Managing Opportunities and Risks in Generative AI Use for Clinical Research
Explore the core tensions between the potential of generative AI and the regulatory realities of clinical research.
Generative artificial intelligence (AI) has captured global attention for its transformative potential across industries, and nowhere is the promise greater — or more fraught — than in health care and clinical research. These domains are ripe for innovation. AI has applications from the simple to the complex; from automating mundane tasks and accelerating drug development, to increasing accuracy in documentation and uncovering complex correlations within vast datasets. But the stakes are uniquely high. Errors jeopardize patient safety, regulatory compliance and trust.
This blog explores the core tensions between generative AI’s potential and the regulatory realities of health care and clinical research.
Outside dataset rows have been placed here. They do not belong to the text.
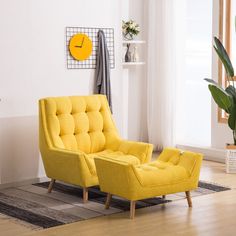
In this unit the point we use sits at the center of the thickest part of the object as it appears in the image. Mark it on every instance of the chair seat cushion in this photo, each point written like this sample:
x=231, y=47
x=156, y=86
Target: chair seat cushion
x=109, y=154
x=160, y=173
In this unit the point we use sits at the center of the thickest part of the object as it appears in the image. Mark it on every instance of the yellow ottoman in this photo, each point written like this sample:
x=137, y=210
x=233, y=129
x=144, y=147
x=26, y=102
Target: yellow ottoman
x=174, y=171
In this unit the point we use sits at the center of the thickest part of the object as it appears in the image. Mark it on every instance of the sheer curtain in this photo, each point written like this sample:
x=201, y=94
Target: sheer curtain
x=161, y=71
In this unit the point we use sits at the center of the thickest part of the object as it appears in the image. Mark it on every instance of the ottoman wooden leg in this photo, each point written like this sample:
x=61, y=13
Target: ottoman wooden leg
x=132, y=209
x=51, y=185
x=108, y=201
x=85, y=195
x=188, y=198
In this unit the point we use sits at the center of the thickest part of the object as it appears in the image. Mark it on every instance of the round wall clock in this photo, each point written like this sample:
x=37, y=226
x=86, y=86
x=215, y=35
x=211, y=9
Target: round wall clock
x=80, y=46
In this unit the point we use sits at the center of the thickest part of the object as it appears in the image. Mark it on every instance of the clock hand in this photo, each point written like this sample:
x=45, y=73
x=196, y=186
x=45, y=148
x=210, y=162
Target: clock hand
x=77, y=46
x=82, y=42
It outlines the current regulatory framework, the limitations in applying traditional guidance to generative AI, the risks of relying too heavily on “human in the loop” strategies, and a path forward that includes workforce education, smarter oversight tools, and rethinking what it means to “train” AI in this context.
Balancing generative AI opportunities and risks
Generative AI offers unparalleled opportunities for transforming various aspects of health care and clinical research. It automates repetitive tasks such as documentation, summarization and annotation — significantly improving efficiency. In clinical trials, generative AI accelerates trial designs through protocol optimization and enrollment forecasting, leading to faster and more effective studies. Enhanced pharmacovigilance is also possible through rapid literature review and signal detection, ensuring better drug safety monitoring. Additionally, advanced data mining capabilities enable the extraction of real-world evidence and patient stratification, providing deeper insights into patient populations and treatment outcomes.
However, the risks associated with generative AI are equally significant. One major concern is its tendency to hallucinate, confidently producing factually incorrect information. In health care, decisions influenced by AI outputs have life-altering consequences, making accuracy and reliability paramount. In regulated domains, every step must be documented, auditable and reproducible to meet stringent regulatory requirements. Current generative AI models often fall short of these expectations, posing challenges in gaining trust from regulators who demand a high bar for reliability and accountability.
Regulatory guidelines for traditional AI models aren’t aligned with generative models
Regulatory agencies such as the U.S. Food and Drug Administration (FDA), the European Medicines Agency (EMA) and the Medicines and Healthcare products Regulatory Agency (MHRA) have issued clear guidance on the use of AI/ML in clinical settings. The FDA, for example, issued an action plan, AI/ML in Software as a Medical Device, emphasizing transparency, real-world monitoring and risk management.
Key guidelines include:
- Data documentation: Provenance, quality and representativeness of training data must be documented.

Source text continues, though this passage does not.